Senior researcher with Human Rights Watch, Dewa Mavhinga, said the succession provision in the Sixth Schedule of the new Constitution had had the net effect of disrupting “orderly succession”.

He said Section 101 of the new Constitution, which deals with presidential succession and which would only be in force in 2023, was a much better provision when it came to orderly succession.

This section says, “If the president dies, resigns or is removed from office, the first vice president assumes office as president until the expiry of the former president’s term of office; the second vice president assumes office as first vice president until the expiry of the former president’s term of office; and upon assuming office as president, the former first vice president must appoint a qualified person to be second vice president until the expiry of the former president’s term of office”.

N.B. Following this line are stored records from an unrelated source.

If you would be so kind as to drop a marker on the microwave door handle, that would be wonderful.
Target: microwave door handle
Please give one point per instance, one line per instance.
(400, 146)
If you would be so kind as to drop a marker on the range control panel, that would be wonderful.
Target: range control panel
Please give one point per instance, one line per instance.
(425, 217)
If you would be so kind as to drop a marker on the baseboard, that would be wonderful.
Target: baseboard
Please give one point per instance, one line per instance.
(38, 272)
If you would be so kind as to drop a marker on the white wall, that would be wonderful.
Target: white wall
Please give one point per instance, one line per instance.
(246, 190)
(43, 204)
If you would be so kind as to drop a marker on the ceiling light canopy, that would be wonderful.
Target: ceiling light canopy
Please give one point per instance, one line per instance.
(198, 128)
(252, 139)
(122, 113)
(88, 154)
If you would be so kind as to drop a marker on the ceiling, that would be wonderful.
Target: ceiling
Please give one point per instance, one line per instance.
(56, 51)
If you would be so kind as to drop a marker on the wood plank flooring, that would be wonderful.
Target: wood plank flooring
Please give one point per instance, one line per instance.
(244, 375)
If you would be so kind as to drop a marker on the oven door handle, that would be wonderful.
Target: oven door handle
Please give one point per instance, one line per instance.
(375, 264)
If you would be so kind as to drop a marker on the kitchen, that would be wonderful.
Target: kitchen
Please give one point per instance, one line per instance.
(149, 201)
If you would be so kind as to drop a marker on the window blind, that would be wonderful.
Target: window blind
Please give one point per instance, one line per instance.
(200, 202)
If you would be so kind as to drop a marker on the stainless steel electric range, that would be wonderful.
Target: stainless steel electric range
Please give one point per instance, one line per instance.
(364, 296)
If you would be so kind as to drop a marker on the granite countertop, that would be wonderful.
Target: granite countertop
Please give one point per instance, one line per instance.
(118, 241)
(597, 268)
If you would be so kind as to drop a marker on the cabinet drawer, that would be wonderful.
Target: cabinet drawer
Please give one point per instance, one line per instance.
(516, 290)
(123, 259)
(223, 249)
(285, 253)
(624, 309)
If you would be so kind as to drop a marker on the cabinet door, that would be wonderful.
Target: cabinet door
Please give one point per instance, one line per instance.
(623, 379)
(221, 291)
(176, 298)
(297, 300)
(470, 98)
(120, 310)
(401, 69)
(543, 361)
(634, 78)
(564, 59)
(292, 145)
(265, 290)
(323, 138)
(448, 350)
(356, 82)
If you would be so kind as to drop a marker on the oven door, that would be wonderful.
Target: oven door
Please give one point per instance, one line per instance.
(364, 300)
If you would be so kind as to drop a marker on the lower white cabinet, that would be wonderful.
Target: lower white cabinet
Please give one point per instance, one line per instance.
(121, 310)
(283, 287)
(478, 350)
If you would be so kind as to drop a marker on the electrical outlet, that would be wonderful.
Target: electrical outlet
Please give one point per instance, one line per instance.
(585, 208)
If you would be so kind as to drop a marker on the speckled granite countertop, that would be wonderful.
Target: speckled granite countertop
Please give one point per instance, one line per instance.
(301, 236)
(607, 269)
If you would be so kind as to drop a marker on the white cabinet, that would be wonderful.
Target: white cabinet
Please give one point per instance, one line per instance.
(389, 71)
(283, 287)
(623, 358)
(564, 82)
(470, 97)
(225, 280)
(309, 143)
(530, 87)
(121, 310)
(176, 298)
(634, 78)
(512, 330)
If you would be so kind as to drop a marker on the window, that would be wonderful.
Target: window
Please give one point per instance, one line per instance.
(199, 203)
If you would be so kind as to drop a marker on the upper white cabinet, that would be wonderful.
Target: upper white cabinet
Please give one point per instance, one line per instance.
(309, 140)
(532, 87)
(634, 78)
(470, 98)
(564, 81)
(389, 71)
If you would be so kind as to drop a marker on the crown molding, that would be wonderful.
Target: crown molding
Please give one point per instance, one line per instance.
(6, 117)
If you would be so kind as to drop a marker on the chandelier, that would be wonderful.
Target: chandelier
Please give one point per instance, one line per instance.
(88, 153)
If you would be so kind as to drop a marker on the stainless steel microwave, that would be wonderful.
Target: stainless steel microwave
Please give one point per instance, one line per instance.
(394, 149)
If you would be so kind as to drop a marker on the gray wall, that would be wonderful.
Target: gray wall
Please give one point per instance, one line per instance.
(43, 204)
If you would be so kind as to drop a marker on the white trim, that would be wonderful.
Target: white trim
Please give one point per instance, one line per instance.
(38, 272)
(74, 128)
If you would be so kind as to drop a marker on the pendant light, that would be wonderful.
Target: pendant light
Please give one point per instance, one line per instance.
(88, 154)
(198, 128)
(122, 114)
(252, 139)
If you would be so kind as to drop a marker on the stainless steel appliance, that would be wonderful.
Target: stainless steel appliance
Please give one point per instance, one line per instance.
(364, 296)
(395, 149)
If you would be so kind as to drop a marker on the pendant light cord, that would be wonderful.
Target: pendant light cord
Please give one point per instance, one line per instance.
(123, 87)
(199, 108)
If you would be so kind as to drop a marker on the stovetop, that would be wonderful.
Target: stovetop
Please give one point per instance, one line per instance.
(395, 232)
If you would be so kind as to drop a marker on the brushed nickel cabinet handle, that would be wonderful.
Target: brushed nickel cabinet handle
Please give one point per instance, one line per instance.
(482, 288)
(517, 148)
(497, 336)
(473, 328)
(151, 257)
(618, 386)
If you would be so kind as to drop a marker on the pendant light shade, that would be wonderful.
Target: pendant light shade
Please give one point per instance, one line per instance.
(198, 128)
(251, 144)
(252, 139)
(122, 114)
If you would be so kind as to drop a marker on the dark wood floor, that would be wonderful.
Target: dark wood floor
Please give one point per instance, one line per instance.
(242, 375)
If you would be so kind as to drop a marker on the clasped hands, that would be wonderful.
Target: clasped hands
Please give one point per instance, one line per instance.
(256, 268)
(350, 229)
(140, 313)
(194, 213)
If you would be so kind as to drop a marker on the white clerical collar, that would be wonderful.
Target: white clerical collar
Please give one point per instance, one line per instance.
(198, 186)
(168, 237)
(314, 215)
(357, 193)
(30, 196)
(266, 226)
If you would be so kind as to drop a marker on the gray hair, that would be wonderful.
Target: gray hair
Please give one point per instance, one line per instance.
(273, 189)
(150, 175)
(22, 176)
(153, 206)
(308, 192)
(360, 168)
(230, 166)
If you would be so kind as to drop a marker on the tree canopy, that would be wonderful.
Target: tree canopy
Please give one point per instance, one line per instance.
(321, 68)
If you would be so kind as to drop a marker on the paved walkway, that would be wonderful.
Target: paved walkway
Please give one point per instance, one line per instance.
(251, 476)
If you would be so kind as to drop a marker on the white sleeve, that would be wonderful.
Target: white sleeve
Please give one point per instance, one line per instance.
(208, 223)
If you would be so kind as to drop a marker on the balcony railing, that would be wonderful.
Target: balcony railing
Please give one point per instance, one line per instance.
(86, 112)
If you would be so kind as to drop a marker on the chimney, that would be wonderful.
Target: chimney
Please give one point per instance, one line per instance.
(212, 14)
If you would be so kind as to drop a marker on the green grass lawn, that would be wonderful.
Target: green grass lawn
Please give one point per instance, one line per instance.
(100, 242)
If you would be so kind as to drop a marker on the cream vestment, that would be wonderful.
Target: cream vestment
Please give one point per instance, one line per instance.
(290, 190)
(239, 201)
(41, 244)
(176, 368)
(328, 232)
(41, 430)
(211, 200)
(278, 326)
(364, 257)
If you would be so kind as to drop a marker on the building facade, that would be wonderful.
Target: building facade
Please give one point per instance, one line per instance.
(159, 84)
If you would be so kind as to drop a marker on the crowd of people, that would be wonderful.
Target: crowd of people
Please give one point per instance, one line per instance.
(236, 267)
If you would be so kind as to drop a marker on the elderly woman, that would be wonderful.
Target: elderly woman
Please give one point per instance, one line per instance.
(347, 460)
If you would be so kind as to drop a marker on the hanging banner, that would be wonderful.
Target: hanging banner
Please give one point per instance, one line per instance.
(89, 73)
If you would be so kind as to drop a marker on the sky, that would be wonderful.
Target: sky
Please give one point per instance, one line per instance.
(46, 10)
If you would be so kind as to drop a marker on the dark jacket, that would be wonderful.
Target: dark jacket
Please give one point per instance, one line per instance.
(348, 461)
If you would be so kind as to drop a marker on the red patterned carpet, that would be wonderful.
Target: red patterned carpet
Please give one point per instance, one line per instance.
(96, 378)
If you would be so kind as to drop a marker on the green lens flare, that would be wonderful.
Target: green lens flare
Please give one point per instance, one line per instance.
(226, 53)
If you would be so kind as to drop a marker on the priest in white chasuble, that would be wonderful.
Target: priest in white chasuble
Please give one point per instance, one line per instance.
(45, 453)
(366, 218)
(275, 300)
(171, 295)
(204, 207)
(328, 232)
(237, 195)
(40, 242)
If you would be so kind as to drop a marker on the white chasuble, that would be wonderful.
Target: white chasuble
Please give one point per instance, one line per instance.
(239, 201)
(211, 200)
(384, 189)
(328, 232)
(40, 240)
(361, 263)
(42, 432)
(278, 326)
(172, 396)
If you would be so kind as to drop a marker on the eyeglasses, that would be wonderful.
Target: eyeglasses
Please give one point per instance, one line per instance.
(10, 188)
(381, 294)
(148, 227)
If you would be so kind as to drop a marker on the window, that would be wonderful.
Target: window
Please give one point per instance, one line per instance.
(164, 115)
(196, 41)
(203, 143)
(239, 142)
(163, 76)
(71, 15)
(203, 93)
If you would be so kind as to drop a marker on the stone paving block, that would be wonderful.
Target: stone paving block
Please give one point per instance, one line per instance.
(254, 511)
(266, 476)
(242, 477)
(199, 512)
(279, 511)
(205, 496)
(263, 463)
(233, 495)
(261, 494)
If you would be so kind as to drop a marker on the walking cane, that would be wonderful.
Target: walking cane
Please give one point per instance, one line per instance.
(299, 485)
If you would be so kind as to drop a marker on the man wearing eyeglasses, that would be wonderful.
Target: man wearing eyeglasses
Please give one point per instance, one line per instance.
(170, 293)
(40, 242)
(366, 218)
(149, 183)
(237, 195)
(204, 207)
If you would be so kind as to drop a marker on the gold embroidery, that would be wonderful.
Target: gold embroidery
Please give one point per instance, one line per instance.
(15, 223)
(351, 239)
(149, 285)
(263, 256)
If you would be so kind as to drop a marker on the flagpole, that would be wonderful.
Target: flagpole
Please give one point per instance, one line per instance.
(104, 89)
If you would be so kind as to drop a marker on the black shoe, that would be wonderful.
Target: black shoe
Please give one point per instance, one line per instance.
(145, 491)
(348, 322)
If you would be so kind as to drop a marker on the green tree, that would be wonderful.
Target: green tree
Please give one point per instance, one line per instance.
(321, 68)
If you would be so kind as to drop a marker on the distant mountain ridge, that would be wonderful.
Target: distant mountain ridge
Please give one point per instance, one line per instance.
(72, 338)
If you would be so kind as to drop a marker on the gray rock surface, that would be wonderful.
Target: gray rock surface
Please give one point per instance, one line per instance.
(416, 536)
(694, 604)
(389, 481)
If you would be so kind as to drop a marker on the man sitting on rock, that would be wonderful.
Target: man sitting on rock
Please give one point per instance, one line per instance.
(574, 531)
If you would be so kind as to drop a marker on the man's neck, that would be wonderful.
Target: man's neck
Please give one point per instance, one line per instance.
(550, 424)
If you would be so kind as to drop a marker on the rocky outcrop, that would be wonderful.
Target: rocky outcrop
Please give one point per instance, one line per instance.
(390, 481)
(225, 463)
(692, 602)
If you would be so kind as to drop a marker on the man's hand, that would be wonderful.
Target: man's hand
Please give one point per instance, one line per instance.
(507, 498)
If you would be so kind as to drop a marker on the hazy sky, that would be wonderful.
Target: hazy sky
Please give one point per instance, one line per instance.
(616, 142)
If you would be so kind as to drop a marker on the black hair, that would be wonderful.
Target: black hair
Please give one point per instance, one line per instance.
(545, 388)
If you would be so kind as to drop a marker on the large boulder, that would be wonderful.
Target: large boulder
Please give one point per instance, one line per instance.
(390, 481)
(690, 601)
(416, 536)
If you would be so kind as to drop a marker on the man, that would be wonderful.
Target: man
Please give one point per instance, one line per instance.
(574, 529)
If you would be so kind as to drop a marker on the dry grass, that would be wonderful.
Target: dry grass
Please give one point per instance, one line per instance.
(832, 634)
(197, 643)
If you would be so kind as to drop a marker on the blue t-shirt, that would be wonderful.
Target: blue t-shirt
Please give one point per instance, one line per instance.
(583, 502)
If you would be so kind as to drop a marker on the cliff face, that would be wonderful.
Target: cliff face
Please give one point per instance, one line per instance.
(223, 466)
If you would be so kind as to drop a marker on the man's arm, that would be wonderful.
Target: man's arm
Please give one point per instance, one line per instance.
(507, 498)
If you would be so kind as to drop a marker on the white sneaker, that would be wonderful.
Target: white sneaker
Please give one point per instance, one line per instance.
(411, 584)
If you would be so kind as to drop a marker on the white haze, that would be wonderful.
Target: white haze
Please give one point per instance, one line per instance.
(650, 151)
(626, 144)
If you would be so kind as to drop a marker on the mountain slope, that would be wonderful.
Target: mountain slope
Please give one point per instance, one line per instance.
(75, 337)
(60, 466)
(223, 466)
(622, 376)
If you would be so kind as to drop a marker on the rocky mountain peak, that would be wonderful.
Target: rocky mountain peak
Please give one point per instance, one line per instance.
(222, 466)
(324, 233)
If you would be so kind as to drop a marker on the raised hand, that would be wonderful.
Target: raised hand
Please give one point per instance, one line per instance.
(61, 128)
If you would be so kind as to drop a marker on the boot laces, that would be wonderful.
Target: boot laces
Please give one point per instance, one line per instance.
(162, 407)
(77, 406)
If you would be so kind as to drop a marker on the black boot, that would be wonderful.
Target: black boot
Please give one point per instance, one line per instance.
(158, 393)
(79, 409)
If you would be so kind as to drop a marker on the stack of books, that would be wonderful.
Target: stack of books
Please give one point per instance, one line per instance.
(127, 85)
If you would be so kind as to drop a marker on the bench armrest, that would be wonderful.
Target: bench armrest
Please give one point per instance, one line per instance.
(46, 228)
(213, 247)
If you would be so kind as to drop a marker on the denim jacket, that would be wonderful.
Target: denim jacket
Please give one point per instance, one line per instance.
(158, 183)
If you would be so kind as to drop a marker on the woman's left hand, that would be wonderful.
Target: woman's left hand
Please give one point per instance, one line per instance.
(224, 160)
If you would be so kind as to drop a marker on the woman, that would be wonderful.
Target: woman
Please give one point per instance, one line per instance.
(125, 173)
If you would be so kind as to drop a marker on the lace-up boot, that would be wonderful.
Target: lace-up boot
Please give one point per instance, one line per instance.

It further states that if the first vice president dies, resigns or is removed from office, “the second vice president assumes office as first vice president until the expiry of the former first vice president’s term of office; and the president must without delay appoint a qualified person to be second vice president until the expiry of the former first vice president’s term of office”.

Mavhinga said: “It is likely that the drafters of the Sixth Schedule on presidential succession had already anticipated problems with Mugabe’s succession and inserted a chaos-brewing and confusing provision that effectively shatters the chances of a vice president’s chances of becoming president”.

He added that the current clause had introduced “great uncertainty” in the succession debate and also presented opportunities for factional elements to “manipulate party elections”.

Spokesperson for the main opposition MDC, Obert Gutu, also said an ambitious and wily acting president could manipulate the provision to enable him to be president, at least for 90 days, after the demise of the incumbent.

Spokesperson of the People’s Democratic Party (PDP), Jacob Mafume, agreed that the most important post now was that of acting president.

“As the biological clock for the presidency ticks more loudly as each day passes, it is not lost on the ever-ambitious Zanu PF pretenders that he who sits on the throne when the grim reaper visits, naturally or artificially, will have the last laugh.

“It is all too apparent that there is a deadly fight for that post.

“The first war was to establish a ranking for the vice presidency and when that was torpedoed, what’s left is to be the one acting.

“The constitutional changes have become a poisoned chalice for the president and his party. The fights will intensify … That’s why as PDP we have called for transitional government as a substitute for the reality TV snakes and ladders the country leadership is playing with.

“They are playing Russian roulette with a loaded gun, metaphorically speaking, and unfortunately in reality as well.

“And for the first time, the gun is aimed at the presidency itself,” Mafume said.